A work agreement benefits both the employer and nanny; it helps establish clear standards, rules, and procedures for the household and for the job. From listing the hours the nanny is expected to work and what his or her salary is, to explaining what a nanny must do if inclement weather prevents him or her from traveling to work, even to defining if the nanny should be taking meals with the children—it is all specified within the work agreement. No matter is too small, because it all goes to one thing—the smooth operation of your household. This is how you set the stage for success in your employment.
There are many pertinent reasons why you should develop, maintain (i.e., update as needed), and enforce a work agreement.
1. A written work agreement helps to ensure the employment of a particularly desirable employee. It protects an employer’s confidential information. If a candidate does not want to join you in developing a work agreement or does not wish to sign one that has been developed, red flags should appear immediately. You need to think: why does this nanny not want to enter into an agreement that details his or her job? The actual existence of a work agreement acts as a tool for you to target the best candidates—and discount those who are disagreeable.
2. The work agreement is a cooperative endeavor, ideally to be developed (and revised) together (employer with employee). It details:
- the nanny’s job, including establishing a term of employment (e.g., the nanny job may be for a one-year term, with a date to review the nanny’s performance, the work agreement, and the possible extension of the employment to another year);
- your expectations (spell out the nanny’s duties—be specific and include important considerations to your household, such as protecting the confidential information contained within the home);
- the employee’s expectations;
- household procedures and instructions the employee will use daily in the job; and,
- the employees compensation and benefits.
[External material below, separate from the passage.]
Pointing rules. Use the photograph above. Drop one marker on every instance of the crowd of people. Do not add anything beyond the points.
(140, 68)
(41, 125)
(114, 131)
3. Written work agreements must meet the needs of all parties involved. It is even feasible to use a written work agreement to help determine whether an employee may be terminated without good cause and possibly on short notice (i.e., at-will employment). Use it as a litmus test, checking if the nanny did the tasks described in the work agreement, in the method described in the work agreement, and in the time frame specified in the work agreement.
4. While compensation and benefits should be included in the work agreement, be mindful that the work agreement is an employment contract, and you, as the employer, must abide by it. Therefore, review the compensation and benefits wording to avoid any potential back pay liability.